Does That Sound Fair?

The fact that God gave His permission doesn’t mean that God desired to afflict Job, but He has to abide by His rules. They require Him to allow events that are not consistent with either His pleasure or His desire. When His rules are broken (we call it sin) He has to permit consequences. And that’s where Satan comes in. The name comes from the Hebrew ha’Sa tan’ which means “the accuser.” He had accused Job of sinning as we’ll see (It’s our sin that gives Satan access to us.)

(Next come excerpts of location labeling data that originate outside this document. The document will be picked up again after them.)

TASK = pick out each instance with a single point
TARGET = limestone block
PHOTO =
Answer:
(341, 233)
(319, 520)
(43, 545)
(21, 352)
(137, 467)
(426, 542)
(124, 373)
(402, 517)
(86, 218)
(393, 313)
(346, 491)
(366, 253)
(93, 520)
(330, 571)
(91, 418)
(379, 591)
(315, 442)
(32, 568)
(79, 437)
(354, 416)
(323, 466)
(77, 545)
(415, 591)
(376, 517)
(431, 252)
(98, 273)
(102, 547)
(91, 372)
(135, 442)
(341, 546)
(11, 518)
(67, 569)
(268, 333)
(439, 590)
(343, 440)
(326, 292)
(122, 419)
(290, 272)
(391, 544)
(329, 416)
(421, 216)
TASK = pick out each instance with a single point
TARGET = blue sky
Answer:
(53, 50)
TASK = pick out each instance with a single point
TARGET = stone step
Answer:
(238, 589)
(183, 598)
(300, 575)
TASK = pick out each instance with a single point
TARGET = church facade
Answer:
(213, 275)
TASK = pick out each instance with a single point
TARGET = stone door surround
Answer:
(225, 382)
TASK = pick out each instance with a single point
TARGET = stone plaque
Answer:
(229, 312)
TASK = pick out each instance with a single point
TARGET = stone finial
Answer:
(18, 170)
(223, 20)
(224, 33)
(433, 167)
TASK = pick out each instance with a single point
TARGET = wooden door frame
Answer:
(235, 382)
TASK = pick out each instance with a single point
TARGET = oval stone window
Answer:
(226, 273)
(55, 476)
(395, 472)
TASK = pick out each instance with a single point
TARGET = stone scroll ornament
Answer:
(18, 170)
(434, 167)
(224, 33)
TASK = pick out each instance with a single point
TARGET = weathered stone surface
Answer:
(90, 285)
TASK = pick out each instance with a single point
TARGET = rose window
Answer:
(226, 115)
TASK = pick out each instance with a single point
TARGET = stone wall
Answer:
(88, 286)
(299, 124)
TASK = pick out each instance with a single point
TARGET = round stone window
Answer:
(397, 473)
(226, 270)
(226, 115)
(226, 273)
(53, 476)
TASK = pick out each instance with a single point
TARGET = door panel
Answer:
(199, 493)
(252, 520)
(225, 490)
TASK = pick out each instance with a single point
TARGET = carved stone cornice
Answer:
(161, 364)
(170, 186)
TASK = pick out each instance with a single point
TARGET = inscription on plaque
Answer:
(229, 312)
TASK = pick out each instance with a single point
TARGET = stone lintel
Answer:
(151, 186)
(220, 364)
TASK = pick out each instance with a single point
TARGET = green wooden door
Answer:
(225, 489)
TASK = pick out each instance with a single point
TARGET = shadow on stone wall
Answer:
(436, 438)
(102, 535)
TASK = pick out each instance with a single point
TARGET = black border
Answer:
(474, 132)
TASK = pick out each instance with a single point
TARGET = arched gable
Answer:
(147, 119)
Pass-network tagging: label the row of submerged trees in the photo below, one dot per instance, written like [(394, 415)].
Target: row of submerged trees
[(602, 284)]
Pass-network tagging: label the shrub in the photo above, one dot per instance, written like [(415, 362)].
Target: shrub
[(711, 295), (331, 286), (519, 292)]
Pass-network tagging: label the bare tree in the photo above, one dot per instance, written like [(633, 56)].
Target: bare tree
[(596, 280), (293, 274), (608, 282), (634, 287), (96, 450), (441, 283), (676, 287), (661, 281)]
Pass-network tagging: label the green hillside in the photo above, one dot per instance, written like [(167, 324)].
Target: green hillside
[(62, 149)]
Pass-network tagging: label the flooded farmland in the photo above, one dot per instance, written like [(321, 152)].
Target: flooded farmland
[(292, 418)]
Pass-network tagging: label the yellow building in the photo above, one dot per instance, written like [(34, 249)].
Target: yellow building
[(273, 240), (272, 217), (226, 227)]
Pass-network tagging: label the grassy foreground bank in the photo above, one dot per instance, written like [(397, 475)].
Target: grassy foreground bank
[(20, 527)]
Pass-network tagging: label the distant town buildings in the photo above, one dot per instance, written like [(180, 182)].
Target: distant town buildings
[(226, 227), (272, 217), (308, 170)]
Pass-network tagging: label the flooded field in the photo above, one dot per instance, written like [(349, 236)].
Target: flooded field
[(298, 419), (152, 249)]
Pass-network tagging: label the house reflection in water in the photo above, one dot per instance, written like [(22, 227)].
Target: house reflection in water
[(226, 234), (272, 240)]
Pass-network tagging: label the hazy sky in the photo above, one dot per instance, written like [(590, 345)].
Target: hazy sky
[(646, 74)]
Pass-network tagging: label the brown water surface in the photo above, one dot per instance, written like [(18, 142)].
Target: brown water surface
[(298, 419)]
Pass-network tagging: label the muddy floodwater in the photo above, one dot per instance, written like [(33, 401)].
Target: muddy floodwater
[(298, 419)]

Don’t jump to the conclusion here that if you’re ill or in trouble, it’s necessarily because of some great and secret sin of yours, (or think that because you haven’t sinned you shouldn’t have any trouble). Remember our earlier example.

Back to Job

Both these errors are covered in Job. He thinks he’s a righteous man, and as such, he questions why these bad things are happening to him. His “friends” on the other hand try to get him to admit that he must have committed some huge sin to deserve the affliction.

And Now; the Final Answer

The great lesson of Job is this. When we try to justify ourselves we end up condemning God. If we say we don’t deserve to be afflicted, we are really saying that God isn’t just or fair. But the bible is clear in stating that no matter how good we think we are, we’re nowhere near good enough to be called righteous in God’s sight. If we were we wouldn’t need a Savior, Satan would have no basis for accusing us, and God could not permit our affliction. Job’s belief that he had done too much good to deserve the torment he was getting was the basis for Satan’s accusation. We call that spiritual pride today. It’s a sin and it gave Satan the opening he needed.

Job’s pride prompted Satan’s accusation. God had to permit the torment but used it to change Job’s heart. (He does that sometimes.) When Job finally woke up, he confessed, was forgiven, and his losses were more than restored. So Job gets blessed, God gets His point across, and Satan gets used. Sounds fair doesn’t it?